В кругу Леонида Леонова. Из записок 1968-1988-х годов | страница 76
В. Распутин ответил, что план он не составляет и что план составляется чаще всего для того, чтобы опровергнуть самого себя.
— И для этого. Но не только. Без плана трудно внутренне прочно построить произведение. Вот я и в «Русском лесе» черчу линию...
Я перебил его: «Чертите, а они начинают раздваиваться». Он засмеялся, уловив иронию.
— Да, так получилось, когда я пытался вначале дать один образ, из которого потом выросли два... Но это подскажет и внутреннее соотношение. Знаете, когда я преподавал в Литературном институте, я заставлял студентов: «Опишите такое-то чувство, уделив две строчки». Надо знать соотношение между описанием и ролью описываемого в произведении. Если описываю нож, играя которым герой порезался, то я не имею права описание растягивать больше, чем на две строки. Если же я описываю нож, которым будет совершено убийство, я имею право описанию ножа уделить даже полстраницы. Я оспариваю чеховское утверждение о ружье. Но если оно у меня не выстрелит, то я должен психологически подготовить и оправдать, что, скажем, я рассказываю, как человек идет на убийство, захватив топор. Пришел, взмахнул, но... не опустил топора. Если не опустил, то намеки на это должны содержаться где-то (сомнение, сможет ли?), а тут я говорю читателю, что, взмахнув, он вдруг увидел себя в прошлом, мальчиком, перед глазами которого встала картина забоя мужиком быка.

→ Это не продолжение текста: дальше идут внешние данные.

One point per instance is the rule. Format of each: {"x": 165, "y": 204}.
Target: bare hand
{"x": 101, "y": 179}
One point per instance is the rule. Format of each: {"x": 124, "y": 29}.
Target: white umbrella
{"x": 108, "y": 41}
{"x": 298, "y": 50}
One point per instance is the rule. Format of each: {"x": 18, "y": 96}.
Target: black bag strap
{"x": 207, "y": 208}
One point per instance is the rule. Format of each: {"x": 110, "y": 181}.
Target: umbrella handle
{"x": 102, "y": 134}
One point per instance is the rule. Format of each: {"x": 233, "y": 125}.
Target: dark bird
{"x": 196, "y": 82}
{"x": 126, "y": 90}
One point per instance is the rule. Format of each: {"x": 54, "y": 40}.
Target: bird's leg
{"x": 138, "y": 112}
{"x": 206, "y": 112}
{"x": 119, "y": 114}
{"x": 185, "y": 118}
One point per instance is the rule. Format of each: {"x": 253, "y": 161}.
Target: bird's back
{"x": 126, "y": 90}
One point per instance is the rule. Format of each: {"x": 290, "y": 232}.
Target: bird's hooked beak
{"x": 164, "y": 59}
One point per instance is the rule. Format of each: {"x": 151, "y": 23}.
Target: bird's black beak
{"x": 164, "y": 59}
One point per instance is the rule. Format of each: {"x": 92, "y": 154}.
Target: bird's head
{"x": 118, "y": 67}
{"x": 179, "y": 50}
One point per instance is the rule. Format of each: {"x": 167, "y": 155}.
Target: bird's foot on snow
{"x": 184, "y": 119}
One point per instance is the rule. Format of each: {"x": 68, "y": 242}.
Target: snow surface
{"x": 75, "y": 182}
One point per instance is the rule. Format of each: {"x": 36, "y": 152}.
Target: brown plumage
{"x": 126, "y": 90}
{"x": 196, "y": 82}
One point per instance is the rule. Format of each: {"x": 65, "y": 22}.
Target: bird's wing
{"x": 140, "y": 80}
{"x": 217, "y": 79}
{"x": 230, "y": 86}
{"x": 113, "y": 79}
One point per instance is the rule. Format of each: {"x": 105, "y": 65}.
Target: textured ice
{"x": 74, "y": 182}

Вычеркивание — великий усилитель таланта. Но никто не вычеркивает механически. Вычерк всегда должен носить форму переделки, сгущения, сжимания, чтобы не потерять какого-то оттенка, нюанса, запаха.
Чувство критического отношения к написанному должно всегда быть. Пока писатель испытывает чувство неудовлетворения написанным, до тех пор он не безнадежен: я всегда знаю, что у меня лучше, что хуже, но знаю и то, что написанное многое не то, что хотелось бы написать... Природа не обделила меня талантом, когда я делаю что-то, я знаю, как это надо сделать, а вот не получилось и с горечью думаешь: «Эх, если бы прикупить таланта хоть копеек на двадцать...»
Знаете, мне всегда везло на хороших людей. Критика меня всегда «разоблачала». Но ко мне очень хорошо относились Станиславский, Немирович-Данченко, Фрунзе, в особенности Остроухов. Это был блестящий художник, богач, женатый на миллионерше Боткиной, хранитель Третьяковки. Он читал все мои первые произведения. Как-то я написал повесть и передал ему. Он прочел и, как всегда, прямо сказал: «Печатать не надо!», но я обещал, и журнал уже отвел место в очередном номере. «Ничего, забьют какой-либо ватой», — сказал Остроухов. «Но приближается лето, надо везти! детей на дачу, нужны деньги».